From Trusting the Subject (2003), Anthony Jack and Andreas Roepstorff write:

0907845568

“The unique challenge facing a science of consciousness is that that the best instrument available for measuring experience depends on cognitive processes internal to the subject. So just how much faith can we place in the capacity of the mind to understand itself? In principle, the construction of a maximally robust methodology for introspective evidence would require a detailed understanding of the operation of introspective processes — the processes that mediate the acquisition of introspective knowledge and underlie the production of introspective reports”

And:

“It is important to realize that no principled problem stands in the way of the scientific assessment of various types of introspective evidence. The testing of the reliability, consistency and validity of various types of introspective report measures lies well within the orbit of currently available methods. A measure may be called ‘reliable’ if it yields the same results when tested in multiple sessions over time (‘test–retest reliability’) and across individuals (a cousin of ‘inter-rater’ and ‘inter-observer’ reliability). Of course, subjects’ reports may differ, and so appear to be unreliable, simply because their internal mental processes and states vary. Thus it is critical to establish well controlled experimental conditions for eliciting reports. The considerable advances in behavioural science since the time of the Introspectionists offers experimenters considerable advantages in this regard (see Ericsson, this volume). Not only do these advances make it much more probable that experimenters can establish conditions under which introspective measures can be shown to be reliable, they also provide much greater insight into the behavioural and neural correlates of experiential phenomena.

A measure may be called ‘consistent’ when it can be shown that the results are not due to specific features of the measurement technique. Tests of consistency provide a means of checking that the observed effect is not due to a methodological artefact. Thus we might test the consistency of introspective  evidence by comparing immediate forced-choice button-press reports with retrospective and open-ended verbal reports.
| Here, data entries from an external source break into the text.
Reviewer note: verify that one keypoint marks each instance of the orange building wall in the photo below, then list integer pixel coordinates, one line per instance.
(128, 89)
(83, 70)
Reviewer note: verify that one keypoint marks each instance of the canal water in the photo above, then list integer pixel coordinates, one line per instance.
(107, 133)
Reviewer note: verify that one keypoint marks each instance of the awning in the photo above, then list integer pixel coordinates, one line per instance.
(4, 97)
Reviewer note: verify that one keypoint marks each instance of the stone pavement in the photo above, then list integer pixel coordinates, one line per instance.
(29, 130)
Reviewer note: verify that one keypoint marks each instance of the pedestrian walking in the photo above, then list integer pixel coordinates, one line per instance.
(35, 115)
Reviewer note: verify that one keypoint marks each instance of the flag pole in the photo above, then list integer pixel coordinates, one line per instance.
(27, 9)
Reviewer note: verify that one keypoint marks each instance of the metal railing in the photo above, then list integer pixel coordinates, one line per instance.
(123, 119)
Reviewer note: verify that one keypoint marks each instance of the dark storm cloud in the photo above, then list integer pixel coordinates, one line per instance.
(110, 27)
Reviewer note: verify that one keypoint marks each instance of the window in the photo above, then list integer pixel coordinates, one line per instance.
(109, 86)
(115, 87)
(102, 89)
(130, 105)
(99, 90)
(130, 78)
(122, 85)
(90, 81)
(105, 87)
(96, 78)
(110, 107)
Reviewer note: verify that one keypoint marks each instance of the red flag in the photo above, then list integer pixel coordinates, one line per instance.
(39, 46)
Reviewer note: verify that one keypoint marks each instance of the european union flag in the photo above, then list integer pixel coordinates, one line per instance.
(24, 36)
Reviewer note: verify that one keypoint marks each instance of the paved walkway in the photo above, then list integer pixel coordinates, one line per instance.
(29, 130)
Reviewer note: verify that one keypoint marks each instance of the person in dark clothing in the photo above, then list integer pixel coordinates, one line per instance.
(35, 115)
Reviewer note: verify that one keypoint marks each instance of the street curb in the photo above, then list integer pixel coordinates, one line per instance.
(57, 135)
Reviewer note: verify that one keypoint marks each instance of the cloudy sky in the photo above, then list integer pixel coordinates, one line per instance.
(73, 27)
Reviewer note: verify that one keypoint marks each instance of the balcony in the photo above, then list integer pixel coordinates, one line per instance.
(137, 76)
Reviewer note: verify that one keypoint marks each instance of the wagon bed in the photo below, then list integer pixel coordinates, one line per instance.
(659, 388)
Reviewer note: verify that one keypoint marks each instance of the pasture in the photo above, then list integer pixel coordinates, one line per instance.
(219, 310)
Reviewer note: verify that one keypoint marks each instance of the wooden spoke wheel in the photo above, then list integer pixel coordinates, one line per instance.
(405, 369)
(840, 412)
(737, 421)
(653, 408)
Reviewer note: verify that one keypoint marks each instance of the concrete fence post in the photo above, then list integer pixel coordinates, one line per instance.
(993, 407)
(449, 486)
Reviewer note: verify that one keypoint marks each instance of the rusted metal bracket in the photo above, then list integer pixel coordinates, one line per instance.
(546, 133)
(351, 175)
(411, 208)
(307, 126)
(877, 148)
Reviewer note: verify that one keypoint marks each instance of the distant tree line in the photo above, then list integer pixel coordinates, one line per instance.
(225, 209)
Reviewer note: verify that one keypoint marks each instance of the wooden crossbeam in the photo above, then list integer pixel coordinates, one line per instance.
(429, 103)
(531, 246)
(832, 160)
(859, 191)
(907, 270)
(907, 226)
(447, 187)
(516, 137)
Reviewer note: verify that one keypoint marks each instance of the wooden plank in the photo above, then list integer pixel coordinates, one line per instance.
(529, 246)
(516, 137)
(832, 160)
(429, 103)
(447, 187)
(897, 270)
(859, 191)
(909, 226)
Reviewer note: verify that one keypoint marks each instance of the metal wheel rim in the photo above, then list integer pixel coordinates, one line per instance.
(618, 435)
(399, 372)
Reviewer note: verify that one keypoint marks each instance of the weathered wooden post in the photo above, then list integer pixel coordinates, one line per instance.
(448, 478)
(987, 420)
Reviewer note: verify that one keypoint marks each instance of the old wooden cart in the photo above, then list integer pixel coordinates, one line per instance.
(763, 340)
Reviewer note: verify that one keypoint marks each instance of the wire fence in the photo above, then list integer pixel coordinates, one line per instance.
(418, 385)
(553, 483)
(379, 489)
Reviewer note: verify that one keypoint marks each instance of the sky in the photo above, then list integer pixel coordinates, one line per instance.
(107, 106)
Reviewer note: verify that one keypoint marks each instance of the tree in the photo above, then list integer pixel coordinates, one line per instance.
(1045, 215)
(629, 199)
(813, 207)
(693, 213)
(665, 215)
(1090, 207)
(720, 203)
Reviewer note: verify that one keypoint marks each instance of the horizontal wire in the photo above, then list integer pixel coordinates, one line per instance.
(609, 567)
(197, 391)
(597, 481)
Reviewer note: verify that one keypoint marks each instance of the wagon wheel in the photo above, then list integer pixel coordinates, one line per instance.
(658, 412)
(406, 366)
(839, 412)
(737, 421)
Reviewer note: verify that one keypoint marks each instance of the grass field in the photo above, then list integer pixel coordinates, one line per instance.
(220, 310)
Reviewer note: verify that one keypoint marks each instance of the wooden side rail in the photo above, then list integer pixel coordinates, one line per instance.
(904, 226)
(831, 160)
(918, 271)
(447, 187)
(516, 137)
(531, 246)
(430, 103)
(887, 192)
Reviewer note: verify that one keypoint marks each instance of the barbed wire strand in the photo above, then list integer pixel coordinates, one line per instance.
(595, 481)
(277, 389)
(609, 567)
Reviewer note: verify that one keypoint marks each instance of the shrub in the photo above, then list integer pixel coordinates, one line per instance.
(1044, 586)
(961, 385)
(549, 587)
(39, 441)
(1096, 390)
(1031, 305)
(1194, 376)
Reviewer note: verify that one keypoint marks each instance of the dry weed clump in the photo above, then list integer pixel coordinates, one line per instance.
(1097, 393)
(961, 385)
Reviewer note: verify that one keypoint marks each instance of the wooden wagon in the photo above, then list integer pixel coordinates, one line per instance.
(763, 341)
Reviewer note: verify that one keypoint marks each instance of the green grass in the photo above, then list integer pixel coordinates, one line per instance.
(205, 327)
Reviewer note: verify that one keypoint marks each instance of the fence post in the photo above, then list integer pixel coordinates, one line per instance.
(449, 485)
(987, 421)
In this way we might establish, for instance: that the results of forced-choice button-press reports have not been influenced by variations in the criterion for response or by automatisation of response such that they no longer constitute true introspective reports; and that retrospective reports have not been distorted by forgetting or memory interference effects.

‘Validity’ is the most important factor to establish, yet it is also the most theoretically complex, and a particularly vexed issue in cognitive science. A measure is validated when it can be shown to accurately reflect the phenomenon it purports to measure. Validity is complex because scientific measures are often simultaneously interpreted as providing evidence for phenomena at a number of
different levels. A rough characterisation of three major sources of evidence in cognitive science might read as follows:

-Data from functional Magnetic Resonance Imaging (fMRI) serves most directly as evidence of cerebral blood flow (which has been validated), less directly as evidence for neural activity (which is in the process of being properly validated), and least directly as a means of identifying and localising specific cognitive functions (far from well validated).

– Behavioural measures (e.g. the averaging of reaction time measures over multiple trials) serve most directly as evidence for stable patterns of behaviour, less directly as a means of assessing information processing, and least directly as means of establishing the existence and operation of specific cognitive functions.

-Introspective reports serve most directly as evidence about the beliefs that subjects have about their own experience, less directly as evidence concerning the existence of experiential phenomena, and least directly as evidence concerning the operation of specific cognitive functions.